I'm trying to understand what's going on in this lecture on perturbation (the link brings you to 1h 08m 12s).
The original problem is to find the real root of $$x^5+x=1.$$ We have inserted $\varepsilon$ as follows $$\varepsilon x^5+x=1$$ and are discussing which of the three terms ($\varepsilon x^5$ or $x$ or $1$) is negligible as $\varepsilon \to 0$ so we could throw it way.
So we consider all three cases and it turns out that:
Term $1$ is negligible and we learn something if we remove it,
Term $x$ is not negligible,
Term $\varepsilon x^5$ is negligible but we learn nothing if we remove it.
My question is about term $1$ being negligible. On the blackboard, we have $$\varepsilon x^5 \sim -x \quad \text{as} \quad \varepsilon \to 0$$ and claim that it's true. Why?
I thought it means $$\lim_{\varepsilon \to 0}\frac{\varepsilon x^5}{-x} = 1.$$ In fact, this is how it was defined it at the beginning of the lecture.
So what's going on here?
I think the best way to look at this issue is to write the equation as \begin{equation} \epsilon x^5 = 1-x. \tag{1} \end{equation} When $\epsilon=1$, the situation is as shown in the picture below. Since $x^5$ is monotonically increasing (and $1-x$ is strictly monotonically decreasing), it's clear that $(1)$ has one real solution, where the two curves intersect.

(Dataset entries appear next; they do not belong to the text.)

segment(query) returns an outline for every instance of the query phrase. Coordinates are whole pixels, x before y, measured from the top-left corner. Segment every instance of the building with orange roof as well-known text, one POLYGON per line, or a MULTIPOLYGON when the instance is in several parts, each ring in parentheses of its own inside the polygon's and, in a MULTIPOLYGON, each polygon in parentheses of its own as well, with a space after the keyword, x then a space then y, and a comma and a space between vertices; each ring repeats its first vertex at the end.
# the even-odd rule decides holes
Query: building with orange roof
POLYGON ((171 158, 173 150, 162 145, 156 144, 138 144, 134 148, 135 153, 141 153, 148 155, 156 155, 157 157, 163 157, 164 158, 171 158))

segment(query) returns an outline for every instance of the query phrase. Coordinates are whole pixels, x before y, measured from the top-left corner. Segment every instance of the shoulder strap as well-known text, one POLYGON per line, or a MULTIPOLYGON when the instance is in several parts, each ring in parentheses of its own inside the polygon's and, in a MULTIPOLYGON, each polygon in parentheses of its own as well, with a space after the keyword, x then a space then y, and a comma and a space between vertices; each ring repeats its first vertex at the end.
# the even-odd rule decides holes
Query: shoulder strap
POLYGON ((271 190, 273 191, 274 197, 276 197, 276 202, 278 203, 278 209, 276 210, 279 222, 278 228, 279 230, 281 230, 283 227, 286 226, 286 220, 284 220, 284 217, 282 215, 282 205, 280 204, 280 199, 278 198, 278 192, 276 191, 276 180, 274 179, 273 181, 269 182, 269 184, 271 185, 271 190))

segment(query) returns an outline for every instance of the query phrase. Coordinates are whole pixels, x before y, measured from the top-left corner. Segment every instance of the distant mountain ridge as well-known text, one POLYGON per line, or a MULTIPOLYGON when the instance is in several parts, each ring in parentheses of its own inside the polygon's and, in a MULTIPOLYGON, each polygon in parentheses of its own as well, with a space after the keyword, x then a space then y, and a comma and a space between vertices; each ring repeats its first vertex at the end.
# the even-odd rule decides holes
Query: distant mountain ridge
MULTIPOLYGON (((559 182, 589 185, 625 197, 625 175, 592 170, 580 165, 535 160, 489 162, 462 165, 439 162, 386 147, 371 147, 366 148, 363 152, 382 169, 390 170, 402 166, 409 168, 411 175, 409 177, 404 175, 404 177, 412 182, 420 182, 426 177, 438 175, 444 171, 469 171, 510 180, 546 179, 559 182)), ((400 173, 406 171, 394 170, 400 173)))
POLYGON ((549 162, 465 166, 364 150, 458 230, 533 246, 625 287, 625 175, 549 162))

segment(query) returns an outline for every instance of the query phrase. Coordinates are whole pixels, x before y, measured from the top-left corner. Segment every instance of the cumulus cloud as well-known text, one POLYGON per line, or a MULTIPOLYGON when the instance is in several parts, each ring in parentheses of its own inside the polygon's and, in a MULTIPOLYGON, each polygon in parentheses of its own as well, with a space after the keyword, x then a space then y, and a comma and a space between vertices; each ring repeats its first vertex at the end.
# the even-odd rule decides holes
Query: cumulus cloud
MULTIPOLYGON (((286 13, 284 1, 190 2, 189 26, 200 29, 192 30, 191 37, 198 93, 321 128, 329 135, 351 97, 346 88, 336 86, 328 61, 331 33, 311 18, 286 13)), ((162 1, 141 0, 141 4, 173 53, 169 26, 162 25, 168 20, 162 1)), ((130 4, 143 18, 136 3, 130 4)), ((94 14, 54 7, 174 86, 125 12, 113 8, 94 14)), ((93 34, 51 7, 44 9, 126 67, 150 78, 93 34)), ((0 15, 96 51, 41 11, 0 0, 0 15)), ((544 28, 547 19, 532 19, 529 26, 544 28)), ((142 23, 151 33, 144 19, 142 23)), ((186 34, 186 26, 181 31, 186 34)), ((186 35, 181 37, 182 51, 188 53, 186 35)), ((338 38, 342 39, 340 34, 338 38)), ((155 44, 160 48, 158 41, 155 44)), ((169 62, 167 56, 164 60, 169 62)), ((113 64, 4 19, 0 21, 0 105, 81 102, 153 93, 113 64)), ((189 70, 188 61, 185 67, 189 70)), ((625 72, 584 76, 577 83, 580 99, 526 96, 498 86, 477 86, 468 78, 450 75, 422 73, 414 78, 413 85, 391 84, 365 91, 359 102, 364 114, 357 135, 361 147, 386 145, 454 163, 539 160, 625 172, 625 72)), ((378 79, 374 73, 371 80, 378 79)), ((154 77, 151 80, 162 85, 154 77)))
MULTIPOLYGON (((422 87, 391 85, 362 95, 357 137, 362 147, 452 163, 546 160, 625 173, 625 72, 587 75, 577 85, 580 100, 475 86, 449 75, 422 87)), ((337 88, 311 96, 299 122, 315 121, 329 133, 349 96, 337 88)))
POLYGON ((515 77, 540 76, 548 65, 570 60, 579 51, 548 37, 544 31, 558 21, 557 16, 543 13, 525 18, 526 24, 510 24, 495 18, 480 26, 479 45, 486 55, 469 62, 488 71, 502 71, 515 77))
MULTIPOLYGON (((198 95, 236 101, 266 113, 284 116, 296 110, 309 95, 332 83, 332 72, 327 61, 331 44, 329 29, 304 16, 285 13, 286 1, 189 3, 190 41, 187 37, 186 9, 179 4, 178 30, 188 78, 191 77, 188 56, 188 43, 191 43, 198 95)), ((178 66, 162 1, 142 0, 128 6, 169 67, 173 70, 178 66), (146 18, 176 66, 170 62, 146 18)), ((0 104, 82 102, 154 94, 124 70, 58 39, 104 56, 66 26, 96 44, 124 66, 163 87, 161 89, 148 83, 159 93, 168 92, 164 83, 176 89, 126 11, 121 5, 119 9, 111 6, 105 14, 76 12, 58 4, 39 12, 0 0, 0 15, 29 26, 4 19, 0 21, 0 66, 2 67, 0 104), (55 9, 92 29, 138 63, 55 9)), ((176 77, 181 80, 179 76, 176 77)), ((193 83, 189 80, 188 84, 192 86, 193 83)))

Now, what happens if we take $\epsilon$ smaller and smaller? Then, the curve $\epsilon x^5$ will be 'flatter and flatter', until for $\epsilon = 0$, the curve coincides with the horizontal axis. From the figure, it is very clear what will happen to the point of intersection: as $\epsilon \to 0$, this point will converge to $x=1$, from the left.
However, in the lecture, the relation $\epsilon x^5 \sim - x$ is not written down in the context of this only real root! The real root, which is close to $1$, is found on the right side of the blackboard. What the lecturer tries to accomplish by looking at the asymptotic regime where $\epsilon x^5 \sim - x$, is to find out if we can find an approximate expression for the other four roots, which are all fully complex. As he demonstrates, these can be approximated as \begin{equation} x \sim \pm\frac{1\pm i}{\sqrt{2}}\frac{1}{\epsilon^{\frac{1}{4}}}. \end{equation} You can see that for these complex roots, we indeed have \begin{equation} \lim_{\epsilon \to 0} \frac{\epsilon x^5}{-x} = \lim_{\epsilon \to 0} -\epsilon x^4 = \lim_{\epsilon \to 0} - \left(\frac{1\pm i}{\sqrt{2}}\right)^4 = 1 \end{equation}
The idea behind the asymptotic statement '$\epsilon x^5 \sim - x$', as the lecturer explains in the video, is that we're looking for solutions to $(1)$ where $x$ is very large. In particular, we assume that $x$ is sufficiently large such that both $x \gg 1$ and $\epsilon x^5 \gg 1$. That means that these two terms dominate the equation, and we can neglect the term '$1$'. Another way to look at this is to divide $(1)$ by $x$, yielding \begin{equation} \epsilon x^4 = \frac{1}{x} - 1. \tag{2} \end{equation} You can see that when $x$ is large, then the term $\frac{1}{x}$ goes to zero, so it is definitely much smaller than the term $-1$, and if you take $x$ large enough, then $\frac{1}{x}$ can also be made much smaller than $\epsilon x^4$. It is precisely this asymptotic regime that the lecturer is treating.